My granny had very long hair and every night she would take it dawn and comb it out. Then she would re-braid it and in the morning pin it back up. I think that was what most folks did at that time. In her later years she broke her arm and couldn’t manage her hair so she had it cut short.
kat
May 2, 2011 at 9:14 amBraid was not a word we ever used.It was always plait.As kids we would plait our pigtails.
Mar
May 2, 2011 at 8:59 amMy WV mother plaited my hair, but when I talk about my childhood I say I wore it in braids.
Lonnie L. Dockery
May 2, 2011 at 8:55 amI’d love to do either to mine! Plait was used almost exclusively when we were growing up. Now it’s always braid. Maybe plait is another one of those words that the French brought to England in 1066; English already had a word so both were used. We (as English speakers) are still sorting those out…they just hang on a little longer in the hills.
Vera Guthrie
May 2, 2011 at 8:32 amI have said both, it seems now if you say plaited no one knows what I am talking about.
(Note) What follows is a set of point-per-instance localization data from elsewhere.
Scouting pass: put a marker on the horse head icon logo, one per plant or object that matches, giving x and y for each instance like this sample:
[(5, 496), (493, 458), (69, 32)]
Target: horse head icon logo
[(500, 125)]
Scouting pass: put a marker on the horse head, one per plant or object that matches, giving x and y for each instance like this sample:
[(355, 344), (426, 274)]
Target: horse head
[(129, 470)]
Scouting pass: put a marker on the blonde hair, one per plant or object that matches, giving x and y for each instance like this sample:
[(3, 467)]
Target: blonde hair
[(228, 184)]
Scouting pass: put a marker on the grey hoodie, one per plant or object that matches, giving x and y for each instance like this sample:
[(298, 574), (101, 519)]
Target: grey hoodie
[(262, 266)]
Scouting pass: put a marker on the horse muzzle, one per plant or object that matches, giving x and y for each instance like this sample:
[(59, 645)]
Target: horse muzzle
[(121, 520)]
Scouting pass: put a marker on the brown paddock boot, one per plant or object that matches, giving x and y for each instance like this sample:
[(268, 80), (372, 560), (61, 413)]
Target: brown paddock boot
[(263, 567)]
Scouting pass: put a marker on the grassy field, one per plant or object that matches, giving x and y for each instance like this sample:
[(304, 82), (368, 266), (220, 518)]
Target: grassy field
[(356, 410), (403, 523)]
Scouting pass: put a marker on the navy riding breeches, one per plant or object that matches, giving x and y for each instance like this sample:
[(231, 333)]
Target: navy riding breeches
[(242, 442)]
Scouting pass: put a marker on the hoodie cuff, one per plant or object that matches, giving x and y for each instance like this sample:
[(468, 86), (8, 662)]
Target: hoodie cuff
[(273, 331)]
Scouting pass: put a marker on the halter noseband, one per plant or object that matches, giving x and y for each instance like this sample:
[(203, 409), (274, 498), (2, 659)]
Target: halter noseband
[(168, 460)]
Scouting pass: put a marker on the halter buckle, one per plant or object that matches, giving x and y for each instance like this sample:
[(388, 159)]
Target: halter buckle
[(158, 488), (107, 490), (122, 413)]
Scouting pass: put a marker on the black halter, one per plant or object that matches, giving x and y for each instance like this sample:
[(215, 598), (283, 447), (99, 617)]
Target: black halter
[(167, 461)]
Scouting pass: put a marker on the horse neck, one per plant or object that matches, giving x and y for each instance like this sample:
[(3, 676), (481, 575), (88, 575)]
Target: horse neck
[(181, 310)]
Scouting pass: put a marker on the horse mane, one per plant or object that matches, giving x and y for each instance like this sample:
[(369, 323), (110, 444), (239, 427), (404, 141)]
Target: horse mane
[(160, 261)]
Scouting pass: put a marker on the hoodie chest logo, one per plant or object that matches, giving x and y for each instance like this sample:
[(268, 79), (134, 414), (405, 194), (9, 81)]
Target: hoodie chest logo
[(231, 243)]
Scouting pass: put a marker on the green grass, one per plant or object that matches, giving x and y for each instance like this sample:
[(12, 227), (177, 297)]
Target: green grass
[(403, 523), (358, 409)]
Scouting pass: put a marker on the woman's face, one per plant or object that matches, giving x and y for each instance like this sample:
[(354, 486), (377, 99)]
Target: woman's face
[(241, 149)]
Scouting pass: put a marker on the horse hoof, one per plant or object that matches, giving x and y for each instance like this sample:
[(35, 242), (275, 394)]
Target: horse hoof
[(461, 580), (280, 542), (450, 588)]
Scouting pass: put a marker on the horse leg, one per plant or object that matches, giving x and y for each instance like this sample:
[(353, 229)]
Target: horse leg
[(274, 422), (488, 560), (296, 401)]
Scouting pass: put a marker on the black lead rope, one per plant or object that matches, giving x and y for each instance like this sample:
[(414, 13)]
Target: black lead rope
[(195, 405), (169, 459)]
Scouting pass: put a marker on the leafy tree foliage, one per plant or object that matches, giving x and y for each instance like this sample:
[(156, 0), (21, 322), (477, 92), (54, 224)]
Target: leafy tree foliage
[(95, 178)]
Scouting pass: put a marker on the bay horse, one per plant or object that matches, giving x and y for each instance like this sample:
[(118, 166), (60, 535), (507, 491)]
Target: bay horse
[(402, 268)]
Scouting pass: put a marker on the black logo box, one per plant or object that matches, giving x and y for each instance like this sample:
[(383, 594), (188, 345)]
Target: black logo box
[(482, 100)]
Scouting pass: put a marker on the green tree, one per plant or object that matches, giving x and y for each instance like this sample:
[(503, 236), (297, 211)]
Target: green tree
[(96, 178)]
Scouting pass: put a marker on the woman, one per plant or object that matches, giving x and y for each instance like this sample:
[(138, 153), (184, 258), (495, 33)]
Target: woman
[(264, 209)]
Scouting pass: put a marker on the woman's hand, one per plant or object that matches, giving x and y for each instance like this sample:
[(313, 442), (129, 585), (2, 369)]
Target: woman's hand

We knew a lady growing up her nickname was “Baby” and she has long long gray hair. Mama or Phyllis used to plait it for her then wind it up in a bun and pin it with beautiful combs.
Sandra
May 2, 2011 at 8:16 ammother called it plait when she could catch me, i hated it when she did it because it hurt and i always cried, so she cut it short and put a perm in it. perms way back then were the bobby pin kind making little tiny curs and pin to head. YIKES i hated that worse than plaiting.
Ethel
May 2, 2011 at 7:56 amI have never heard the word plait used, but have seen it in my reading. My little girl, who is 25 now, still asks me to braid her hair. Such a timeless mother-daughter moment!
Nancy
May 2, 2011 at 7:56 amLike the word plait, but I say braid. And I braid my hair every day. 🙂
Lynda
May 2, 2011 at 7:52 amdon’t know where ‘braid’ came from but ‘plait’ the British thing to say
Phyllis Salmons
May 2, 2011 at 7:46 amMost of my life, my hair has been too short to plait. Even when it was long enough, the texture (extremely fine) of my hair does not accommodate the style either. We used to help an older lady when I was in my teens — either Mama or I would shampoo her hair, comb it out, and then plait it. She would then make a knot in the back and pin it up.
barbara gantt
May 2, 2011 at 7:21 amI hadnt hear the word plait in years. I used to say it but changed to saying braid. My Granny Nichols always plaited her hair , then wound it up on her head and pinned it. I have long hair and keep it braided. I love braided or plaited hair. Barbara
Samantha
May 2, 2011 at 6:18 amMy Gram said plait and I used to say it, too. More frequently I say braid..plait seems to be a dying word.